6代桂文枝(73)が襲名記念日で誕生日の16日、大阪・なんばグランド花月で、毎年恒例の独演会を開き、不倫騒動に揺れた今年の上半期を「振り返りたくない」「前を向いて」と語り、苦い思い出をネタに笑わせた。

 今年はゲストなしで「たったひとり会」と題して開催…のはずが、スクリーンに黒い服の文枝、壇上に白い服の文枝が現れ、2人の文枝が“トーク”してスタート。黒い文枝が「今年、ここまでどうですか」と、白い文枝に質問。今年は年明けから不倫騒動に揺れただけに、白い文枝は「……。今年は、振り返りたくないです。とにかく前を向いて、(先のことを)考えていきたい」と返し、会場をわかせた。

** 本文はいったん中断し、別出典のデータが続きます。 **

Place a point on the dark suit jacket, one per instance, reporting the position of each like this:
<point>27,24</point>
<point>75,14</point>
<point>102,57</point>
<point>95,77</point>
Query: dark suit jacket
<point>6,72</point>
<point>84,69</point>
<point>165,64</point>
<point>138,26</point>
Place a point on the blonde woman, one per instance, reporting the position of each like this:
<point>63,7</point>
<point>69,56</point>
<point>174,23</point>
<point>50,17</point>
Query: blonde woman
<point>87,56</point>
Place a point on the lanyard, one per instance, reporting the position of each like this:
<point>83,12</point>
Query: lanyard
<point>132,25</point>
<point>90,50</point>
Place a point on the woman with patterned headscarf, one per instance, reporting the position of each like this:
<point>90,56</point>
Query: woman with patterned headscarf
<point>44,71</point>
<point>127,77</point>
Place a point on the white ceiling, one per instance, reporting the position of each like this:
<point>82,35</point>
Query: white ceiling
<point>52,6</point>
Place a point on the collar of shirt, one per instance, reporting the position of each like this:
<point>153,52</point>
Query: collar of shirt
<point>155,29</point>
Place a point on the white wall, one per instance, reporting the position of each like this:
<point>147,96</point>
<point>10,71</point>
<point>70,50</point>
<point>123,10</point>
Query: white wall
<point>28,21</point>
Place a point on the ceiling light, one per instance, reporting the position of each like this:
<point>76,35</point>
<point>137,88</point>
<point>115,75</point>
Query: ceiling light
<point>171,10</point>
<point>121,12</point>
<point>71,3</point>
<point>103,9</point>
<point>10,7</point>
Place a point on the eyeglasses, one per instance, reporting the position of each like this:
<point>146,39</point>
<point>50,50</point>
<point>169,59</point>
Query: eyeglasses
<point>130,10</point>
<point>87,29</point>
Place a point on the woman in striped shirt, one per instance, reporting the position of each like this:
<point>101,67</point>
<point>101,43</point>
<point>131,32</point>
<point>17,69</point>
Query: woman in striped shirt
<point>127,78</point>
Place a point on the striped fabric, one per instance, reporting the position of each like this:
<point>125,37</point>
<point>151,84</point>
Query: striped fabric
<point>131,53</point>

 文枝は12年7月16日の誕生日に三枝から6代文枝を襲名し、翌年の誕生日から落語会を開いてきた。例年はゲストを呼んできたが、今年は「少し前までは、落語をするのもしんどいと思う時期もあったけど、なぜか今年に入ってあたりから元気で。落語をやっても疲れんようになったんです」と言い、ひとり会にすることを決めた。

 NHK大河ドラマ「真田丸」に出演したことで「役者さんは真っ暗なとこで何度もリハーサルをやって、大変な仕事やな、と。そう思うたら、落語家は楽してんのちゃうかと思った」など語り、役者業が本業へ大いに刺激になり、今年は3席を演じることにしたと話していた。

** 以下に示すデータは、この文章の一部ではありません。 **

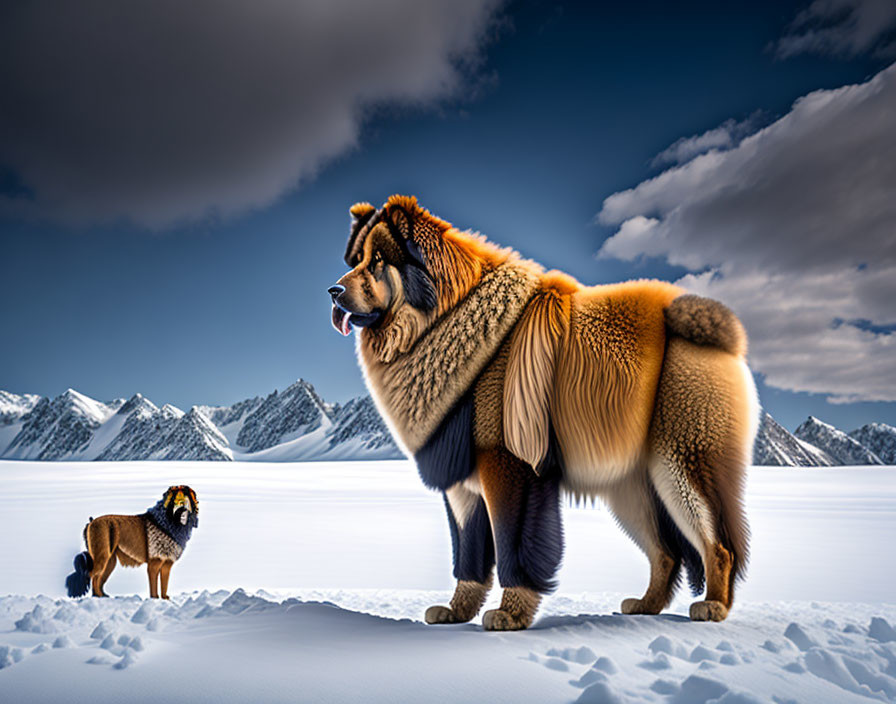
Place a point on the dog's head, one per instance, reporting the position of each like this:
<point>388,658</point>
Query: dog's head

 その3席は、今年3月にネタ下ろしした「天国へのメロディー」と、三枝時代に作った「誕生日」の2本の創作に加え、古典の「皿屋敷」をネタ下ろし。

 「皿屋敷」は、昨年3月に亡くなった桂米朝さんが、盟友で今年1月に亡くなった桂春団治さんに教え、春団治さんが代表作にした傑作として知られるネタ。文枝は、春団治さんの弟子、桂春之輔から指導を受け、米朝さんの長男、桂米団治の許可も得て、この日、高座にかけた。

 創作、古典の3席を演じきり、文枝は「今、73歳でございます。毎年、ここで誕生日に(落語会を)やっていますが、喜寿になっても、米寿、卒寿になってもここでやりたいと思います」と宣言した。

 以前から創作300本を目標に掲げており、文枝は現在、残り35本までこぎ着けている。

 「まあ、88歳(米寿)まで、まだまだ、15年ありますから、その頃には創作300本もクリアしてるとは思います。問題は白寿、99歳でこのお客さん、何人いらっしゃるか」と、満席の客席をいじってわかせていた。